In the logs, you should see the messages like:

Writing atomically to /tmp/wfc/spark_metadata_retention/data/_spark_metadata/249.compact using temp file /tmp/wfc/spark_metadata_retention/data/_spark_metadata/.249.compact.526c50cc-1b2c-44c2-a5cf-acc28afc87d7.tmp (org.apache.spark.sql.execution.streaming.CheckpointFileManager:60)
file:///tmp/wfc/spark_metadata_retention/data/part-00000-925972c0-8f92-4aaf-8aaf-cf82b6eb4755-c000.json excluded by retention - current time: 1689221749842 / modification time: 1689221699688 / retention: 50000 ms. (org.apache.spark.sql.execution.streaming.FileStreamSinkLog:64)
file:///tmp/wfc/spark_metadata_retention/data/part-00001-a1678f29-a190-4298-ade0-baf7bf8126bb-c000.json excluded by retention - current time: 1689221749842 / modification time: 1689221699688 / retention: 50000 ms.(org.apache.spark.sql.execution.streaming.FileStreamSinkLog:64)
file:///tmp/wfc/spark_metadata_retention/data/part-00002-5ba40f74-ec63-41cf-b5c0-e971533d9130-c000.json excluded by retention - current time: 1689221749842 / modification time: 1689221699760 / retention: 50000 ms.(org.apache.spark.sql.execution.streaming.FileStreamSinkLog:64)

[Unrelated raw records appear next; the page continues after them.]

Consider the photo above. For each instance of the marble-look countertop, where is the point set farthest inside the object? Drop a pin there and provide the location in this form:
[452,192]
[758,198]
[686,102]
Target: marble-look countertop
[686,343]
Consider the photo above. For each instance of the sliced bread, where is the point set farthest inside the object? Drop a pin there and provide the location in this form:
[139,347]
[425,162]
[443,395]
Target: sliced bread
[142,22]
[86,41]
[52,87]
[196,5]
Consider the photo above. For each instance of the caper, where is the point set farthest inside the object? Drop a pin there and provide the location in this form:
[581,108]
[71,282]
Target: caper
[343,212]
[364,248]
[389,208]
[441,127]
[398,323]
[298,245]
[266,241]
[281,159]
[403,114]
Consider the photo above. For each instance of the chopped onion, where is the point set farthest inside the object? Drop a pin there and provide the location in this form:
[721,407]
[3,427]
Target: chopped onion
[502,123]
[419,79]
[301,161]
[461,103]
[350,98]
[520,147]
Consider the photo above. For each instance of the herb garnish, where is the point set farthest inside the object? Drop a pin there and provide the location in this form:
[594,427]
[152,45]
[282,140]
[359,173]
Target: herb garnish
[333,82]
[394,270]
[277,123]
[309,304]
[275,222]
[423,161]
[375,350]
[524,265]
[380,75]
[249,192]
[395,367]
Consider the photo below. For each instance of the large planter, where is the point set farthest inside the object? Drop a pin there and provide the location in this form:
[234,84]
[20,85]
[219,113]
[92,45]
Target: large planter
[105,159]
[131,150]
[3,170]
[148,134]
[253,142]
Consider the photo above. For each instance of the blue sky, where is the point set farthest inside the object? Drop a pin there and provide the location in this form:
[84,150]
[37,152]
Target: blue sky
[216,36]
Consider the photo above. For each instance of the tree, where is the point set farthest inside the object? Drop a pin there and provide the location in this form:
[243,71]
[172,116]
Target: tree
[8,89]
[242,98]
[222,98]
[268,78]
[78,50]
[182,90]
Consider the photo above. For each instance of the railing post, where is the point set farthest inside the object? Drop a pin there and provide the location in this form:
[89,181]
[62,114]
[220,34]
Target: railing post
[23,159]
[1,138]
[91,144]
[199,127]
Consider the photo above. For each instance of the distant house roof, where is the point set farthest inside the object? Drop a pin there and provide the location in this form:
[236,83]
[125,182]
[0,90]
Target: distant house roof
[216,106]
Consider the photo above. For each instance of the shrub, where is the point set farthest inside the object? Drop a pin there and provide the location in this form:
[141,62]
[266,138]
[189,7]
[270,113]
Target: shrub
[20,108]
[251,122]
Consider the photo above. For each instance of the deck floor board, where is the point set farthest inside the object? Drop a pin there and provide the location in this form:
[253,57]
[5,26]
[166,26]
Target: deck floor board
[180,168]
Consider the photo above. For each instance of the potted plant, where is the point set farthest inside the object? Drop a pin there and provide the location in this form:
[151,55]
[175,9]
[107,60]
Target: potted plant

Renamed temp file /tmp/wfc/spark_metadata_retention/data/_spark_metadata/.249.compact.526c50cc-1b2c-44c2-a5cf-acc28afc87d7.tmp to /tmp/wfc/spark_metadata_retention/data/_spark_metadata/249.compact (org.apache.spark.sql.execution.streaming.CheckpointFileManager:60)
Compacting took 84 ms for compact batch 249 (org.apache.spark.sql.execution.streaming.FileStreamSinkLog:64)

This fix was added by Jungtaek Lim in SPARK-27188 released in the Apache Spark 3.1.0. But if you encounter the memory issues due to this _spark_metadata in prior versions, you can try to overcome them with foreachBatch sink and the batch sink API that doesn't generate this _spark_metadata layer.